The four people formed what the agents called a reception committee. Flick's were always silent and disciplined, but less-well-organized groups sometimes turned the landing into a party, with groups of men shouting jokes and smoking cigarettes, and spectators from nearby villages turning up to watch. This was dangerous. If the pilot suspected that the landing had been betrayed to the Germans, and thought the Gestapo might be lying in wait, he had to react quickly. The instructions to reception committees warned that anyone approaching the plane from the wrong angle was liable to be shot by the pilot. This had never actually happened, but on one occasion a spectator had been run over by a Hudson bomber and killed.

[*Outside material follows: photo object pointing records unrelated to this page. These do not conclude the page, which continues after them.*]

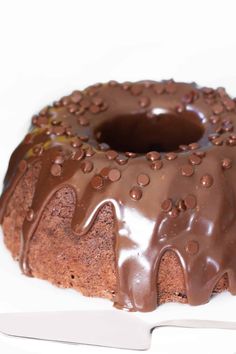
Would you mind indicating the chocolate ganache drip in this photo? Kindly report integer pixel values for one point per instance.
(162, 154)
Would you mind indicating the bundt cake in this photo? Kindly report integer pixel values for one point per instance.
(125, 191)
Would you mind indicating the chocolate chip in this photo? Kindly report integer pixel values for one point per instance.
(97, 101)
(192, 247)
(85, 103)
(144, 101)
(121, 159)
(153, 155)
(184, 147)
(214, 119)
(86, 166)
(83, 121)
(217, 108)
(76, 96)
(56, 170)
(76, 142)
(111, 154)
(193, 146)
(157, 165)
(136, 89)
(72, 108)
(97, 182)
(143, 179)
(58, 130)
(174, 212)
(226, 163)
(135, 193)
(190, 201)
(194, 159)
(105, 172)
(130, 154)
(187, 170)
(28, 139)
(30, 215)
(59, 159)
(207, 181)
(94, 109)
(171, 156)
(217, 141)
(78, 155)
(22, 166)
(114, 175)
(181, 205)
(167, 205)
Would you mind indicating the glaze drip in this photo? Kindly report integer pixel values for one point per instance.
(180, 199)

Waiting for the plane was always hell. If it did not arrive, Flick would face another twenty-four hours of unremitting tension and danger before the next opportunity. But an agent never knew whether a plane would show up. This was not because the RAF was unreliable. Rather, as the pilots of 161 Squadron had explained to Flick, the task of navigating a plane by moonlight across hundreds of miles of country was monumentally difficult. The pilot used dead reckoning-calculating his position by direction, speed, and elapsed time-and tried to verify the result by landmarks such as rivers, towns, railway lines, and forests. The problem with dead reckoning was that it was impossible to make an exact adjustment for the drift caused by wind. And the trouble with landmarks was that one river looked very much like another by moon-light. Getting to roughly the right area was difficult enough, but these pilots had to find an individual field.